In his years of clinical experience, Andrews has never seen someone respond negatively to the question “are you suicidal?” “The person always has a choice in whether or not they answer,” he says. “But to know someone cares enough? That’s incredibly important. That is something we can do as a university community: to notice that it’s scary and then hold the fear and do it anyways.”
In fact, bringing it up and asking if someone is considering it can lead to connecting a friend with resources that could save their life. Someone might not want your help or ask for might ask for confidentiality, but Andrews says that asking a friend not to divulge that you may be a risk to yourself can put them in a tough position, especially because approaching a professional is often the best gift a friend could give. The internal conflict that comes from trying to support what friends want and keeping them safe can result in tension or even the end of a friendship.
It’s hard to realize that with something as extreme as suicidality, treatment is still possible; these thoughts are not standalone, but instead a relatively common symptom of a wider health issue. “I think most people want help,” Andrews says. “There’s so many ways to get help and it can be treated. If someone is talking about suicide, that’s a symptom of a mental health issue, so I think if we take it out of the context of suicide, that can sometimes hopefully lighten that burden.”

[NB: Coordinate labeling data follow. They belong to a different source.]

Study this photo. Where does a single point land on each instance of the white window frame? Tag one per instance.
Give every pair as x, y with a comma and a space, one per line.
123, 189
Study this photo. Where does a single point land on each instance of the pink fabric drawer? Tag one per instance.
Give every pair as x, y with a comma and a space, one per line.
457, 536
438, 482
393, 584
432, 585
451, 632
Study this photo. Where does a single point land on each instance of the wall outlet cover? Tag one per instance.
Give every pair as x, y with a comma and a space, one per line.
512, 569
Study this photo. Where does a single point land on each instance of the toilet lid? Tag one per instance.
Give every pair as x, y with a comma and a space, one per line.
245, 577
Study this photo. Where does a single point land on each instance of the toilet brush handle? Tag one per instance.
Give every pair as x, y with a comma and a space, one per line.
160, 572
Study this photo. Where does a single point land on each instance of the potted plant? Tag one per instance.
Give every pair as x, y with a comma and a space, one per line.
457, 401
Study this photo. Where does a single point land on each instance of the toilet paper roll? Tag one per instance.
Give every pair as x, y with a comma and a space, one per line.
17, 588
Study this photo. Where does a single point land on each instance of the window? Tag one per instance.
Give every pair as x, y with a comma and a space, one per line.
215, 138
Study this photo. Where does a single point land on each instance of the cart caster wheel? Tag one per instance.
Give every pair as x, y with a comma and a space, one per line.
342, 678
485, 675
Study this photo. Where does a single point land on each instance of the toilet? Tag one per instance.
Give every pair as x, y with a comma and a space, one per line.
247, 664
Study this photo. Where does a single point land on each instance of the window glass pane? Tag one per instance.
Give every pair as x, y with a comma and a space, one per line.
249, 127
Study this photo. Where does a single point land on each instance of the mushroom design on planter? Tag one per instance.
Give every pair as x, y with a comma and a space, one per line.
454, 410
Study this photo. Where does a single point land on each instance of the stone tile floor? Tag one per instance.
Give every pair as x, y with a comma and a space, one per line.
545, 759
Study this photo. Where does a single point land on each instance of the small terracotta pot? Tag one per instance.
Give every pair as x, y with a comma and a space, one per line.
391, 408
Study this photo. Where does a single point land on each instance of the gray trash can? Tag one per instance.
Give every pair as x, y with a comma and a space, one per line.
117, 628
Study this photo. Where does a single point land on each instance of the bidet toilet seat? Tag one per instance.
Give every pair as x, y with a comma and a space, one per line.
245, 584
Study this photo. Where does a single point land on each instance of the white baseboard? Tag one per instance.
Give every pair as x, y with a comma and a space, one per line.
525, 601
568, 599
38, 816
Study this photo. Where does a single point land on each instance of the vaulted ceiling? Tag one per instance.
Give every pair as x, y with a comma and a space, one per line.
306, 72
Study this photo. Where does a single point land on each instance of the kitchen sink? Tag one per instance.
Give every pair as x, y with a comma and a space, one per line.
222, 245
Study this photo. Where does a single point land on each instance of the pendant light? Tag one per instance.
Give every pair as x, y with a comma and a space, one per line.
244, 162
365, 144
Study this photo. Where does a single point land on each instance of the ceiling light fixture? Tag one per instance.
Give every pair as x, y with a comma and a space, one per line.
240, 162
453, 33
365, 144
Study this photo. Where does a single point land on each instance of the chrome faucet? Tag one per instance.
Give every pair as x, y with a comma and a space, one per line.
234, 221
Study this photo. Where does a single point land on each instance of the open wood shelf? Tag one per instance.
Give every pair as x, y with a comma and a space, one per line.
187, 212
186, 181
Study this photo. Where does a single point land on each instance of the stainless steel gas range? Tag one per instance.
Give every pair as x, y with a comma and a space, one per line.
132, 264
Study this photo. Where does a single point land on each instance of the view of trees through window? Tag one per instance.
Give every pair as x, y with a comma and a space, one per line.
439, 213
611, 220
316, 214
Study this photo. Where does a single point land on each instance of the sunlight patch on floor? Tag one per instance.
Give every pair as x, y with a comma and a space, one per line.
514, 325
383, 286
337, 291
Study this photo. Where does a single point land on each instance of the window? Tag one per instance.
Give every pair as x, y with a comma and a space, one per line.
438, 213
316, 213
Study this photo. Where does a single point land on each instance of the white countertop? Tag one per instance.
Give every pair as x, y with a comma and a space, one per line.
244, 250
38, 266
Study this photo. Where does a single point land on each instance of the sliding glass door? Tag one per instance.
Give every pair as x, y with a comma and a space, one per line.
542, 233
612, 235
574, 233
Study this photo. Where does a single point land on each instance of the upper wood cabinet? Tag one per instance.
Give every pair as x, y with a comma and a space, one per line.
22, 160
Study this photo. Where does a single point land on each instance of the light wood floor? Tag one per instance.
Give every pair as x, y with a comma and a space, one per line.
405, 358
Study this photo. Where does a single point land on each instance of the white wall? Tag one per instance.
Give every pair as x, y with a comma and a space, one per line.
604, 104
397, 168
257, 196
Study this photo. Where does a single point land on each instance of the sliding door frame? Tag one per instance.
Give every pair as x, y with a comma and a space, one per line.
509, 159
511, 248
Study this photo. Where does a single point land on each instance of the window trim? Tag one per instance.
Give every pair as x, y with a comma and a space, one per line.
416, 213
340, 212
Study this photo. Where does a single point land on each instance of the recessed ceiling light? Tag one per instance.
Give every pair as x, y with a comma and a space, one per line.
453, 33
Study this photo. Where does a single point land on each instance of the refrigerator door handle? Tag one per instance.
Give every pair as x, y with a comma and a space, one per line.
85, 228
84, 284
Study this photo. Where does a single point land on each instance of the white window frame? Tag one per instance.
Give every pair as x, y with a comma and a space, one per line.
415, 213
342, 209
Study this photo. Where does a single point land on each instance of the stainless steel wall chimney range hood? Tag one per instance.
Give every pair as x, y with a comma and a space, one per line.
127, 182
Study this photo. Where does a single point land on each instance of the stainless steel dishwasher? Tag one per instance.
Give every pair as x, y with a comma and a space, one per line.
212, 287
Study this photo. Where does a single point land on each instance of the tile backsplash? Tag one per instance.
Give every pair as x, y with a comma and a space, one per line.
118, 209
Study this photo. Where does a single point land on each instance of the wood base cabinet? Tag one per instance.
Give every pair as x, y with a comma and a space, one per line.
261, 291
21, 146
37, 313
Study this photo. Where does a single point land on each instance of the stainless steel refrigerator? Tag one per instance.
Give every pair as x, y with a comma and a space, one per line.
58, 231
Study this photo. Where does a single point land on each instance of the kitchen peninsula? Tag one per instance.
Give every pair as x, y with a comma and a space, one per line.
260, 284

Knowing what to do when a friend struggles with mental health issues, or about suicide in general, is not commonplace on campus. A number of students attributed the lack of resources to the lack of value placed upon friendships.
“I feel like when people talk about relationship problems or how to navigate relationships, they’re usually talking about romantic relationships,” Feinstein says. “I feel like people don’t talk so much about friendships. And I don’t know if that’s because people think that they’re less complicated or not as valuable. At my stage in my life right now, my friendships have all been more valuable than any dating. This is the time for developing friendships.”
But without ways to learn about and develop those healthy friendships, Mulukutla says it’s more difficult to know how to be a caring friend when someone asks for help. “It’s not wrong to say I can’t do that for you right now,” she says. “But I also don’t think enough people stop and say ‘I can.’ So that’s what makes it hard.”
Because Jane trusts in her own ability to cope, she’s felt she could say “I can” to Mia during times the majority of Mia’s peers haven’t. Jane has found a balance by using an outside network of friends as well as her therapist, but it remains a challenge because she knows that Mia’s problems won’t miraculously dissipate.
“It’s ongoing, and it’s a chronic disease that just doesn’t go away,” Jane says. “So what can I do as a person, besides going to a therapist to talk out my own issues and make sure that I’m not putting so much emotional labor on myself and be a good friend?” t
*Editor's note: Names have been changed to protect students' identities.